The image doesn’t look like numbers, does it? In fact, if we zoom in close enough, we can clearly see that the image is made up of pixels. But we still don’t see the numbers, this is because the numerical information is decoded by the computer and displayed as a colored pixel. However, we can easily convert the image into a numerical representation.

For demonstration purpose, the image is rescaled to a 10 \(\times\) 10 grid, where within each cell, the numbers represents the R, G, B values (0-255) of each pixel.

Note that compressing images to a smaller size is always easier comparing to enhancing images to a larger size, as compression can be done by going through the image pixel by pixel and averaging the color values in each cell, while enhancement usually requires more complex operations.
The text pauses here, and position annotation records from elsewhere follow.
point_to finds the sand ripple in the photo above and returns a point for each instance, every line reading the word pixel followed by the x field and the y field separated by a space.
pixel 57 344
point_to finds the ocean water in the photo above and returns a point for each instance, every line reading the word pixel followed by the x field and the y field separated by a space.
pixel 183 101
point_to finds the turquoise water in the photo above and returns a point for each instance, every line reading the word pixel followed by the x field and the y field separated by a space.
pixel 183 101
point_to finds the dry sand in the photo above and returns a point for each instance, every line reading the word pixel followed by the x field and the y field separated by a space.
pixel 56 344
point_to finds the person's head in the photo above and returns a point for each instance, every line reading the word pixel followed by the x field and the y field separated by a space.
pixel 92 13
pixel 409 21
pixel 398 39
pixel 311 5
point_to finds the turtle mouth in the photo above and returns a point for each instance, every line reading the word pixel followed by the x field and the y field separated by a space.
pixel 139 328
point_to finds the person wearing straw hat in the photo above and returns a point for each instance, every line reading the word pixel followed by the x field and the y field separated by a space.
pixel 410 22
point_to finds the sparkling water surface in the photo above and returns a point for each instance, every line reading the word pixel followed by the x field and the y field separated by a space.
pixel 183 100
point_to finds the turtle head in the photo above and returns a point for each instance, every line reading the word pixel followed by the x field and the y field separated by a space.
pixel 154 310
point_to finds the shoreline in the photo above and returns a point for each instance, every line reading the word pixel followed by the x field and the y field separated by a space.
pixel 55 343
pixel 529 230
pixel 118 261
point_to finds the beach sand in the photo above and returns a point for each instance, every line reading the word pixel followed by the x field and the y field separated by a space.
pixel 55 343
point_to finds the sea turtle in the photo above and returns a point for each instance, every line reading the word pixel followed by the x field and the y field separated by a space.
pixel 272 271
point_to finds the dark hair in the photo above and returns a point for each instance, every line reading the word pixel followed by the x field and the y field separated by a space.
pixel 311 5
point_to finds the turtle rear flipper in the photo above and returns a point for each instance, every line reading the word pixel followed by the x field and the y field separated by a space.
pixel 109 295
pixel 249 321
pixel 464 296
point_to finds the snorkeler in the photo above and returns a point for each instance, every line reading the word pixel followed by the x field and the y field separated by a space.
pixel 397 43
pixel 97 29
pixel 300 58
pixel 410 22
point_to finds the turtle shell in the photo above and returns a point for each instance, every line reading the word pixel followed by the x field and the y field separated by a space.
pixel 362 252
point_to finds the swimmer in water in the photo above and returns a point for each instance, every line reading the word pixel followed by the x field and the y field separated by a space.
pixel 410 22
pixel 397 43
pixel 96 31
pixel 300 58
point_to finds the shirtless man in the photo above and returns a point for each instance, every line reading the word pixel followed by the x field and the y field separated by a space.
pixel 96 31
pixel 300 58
This gives us a hint on why convolution is important.

Code 
img_rgb = cv2.resize(doge_rgb, (10, 10), interpolation=cv2.INTER_NEAREST)

# Plot the RGB matrix
fig, ax = plt.subplots(figsize=(6, 6))


h, w = img_rgb.shape[:2]
ax.imshow(img_rgb, extent=[0, w, h, 0]) 

# Set ticks to show grid at pixel boundaries
ax.set_xticks(np.arange(0, w + 1, 1))
ax.set_yticks(np.arange(0, h + 1, 1))
ax.set_xticklabels([])
ax.set_yticklabels([])
ax.grid(color='black', linewidth=1)

for i in range(h):
    for j in range(w):
        r, g, b = img_rgb[i, j]
        brightness = int(r) + int(g) + int(b)
        color = 'white' if brightness < 380 else 'black'
        ax.text(j + 0.5, i + 0.5, f'({r},{g},{b})',
                ha="center", va="center", fontsize=6, color=color)
        
        
# Display the Grid
ax.set_title("RGB Value Grid of Doge Image Resized to 10x10")
plt.tight_layout()
plt.show()

The image has become a little abstract. Can you still identify the original image out of it?

While the resized image looked significantly different, it still contains the necessary information, and same ideas also applies to larger images. That is, all images can be represented as a grid of numbers, where the 3 numbers in each cell corresponds to the color of a pixel. Computers can’t see colors like we do, the way they see colors is as if they were mixing colors using a palette that only has red, green and blue (RGB), where each color has an “amount” of intensity between 0 and 255. With the 3 values for red, green and blue, computers can create any color we see in the world.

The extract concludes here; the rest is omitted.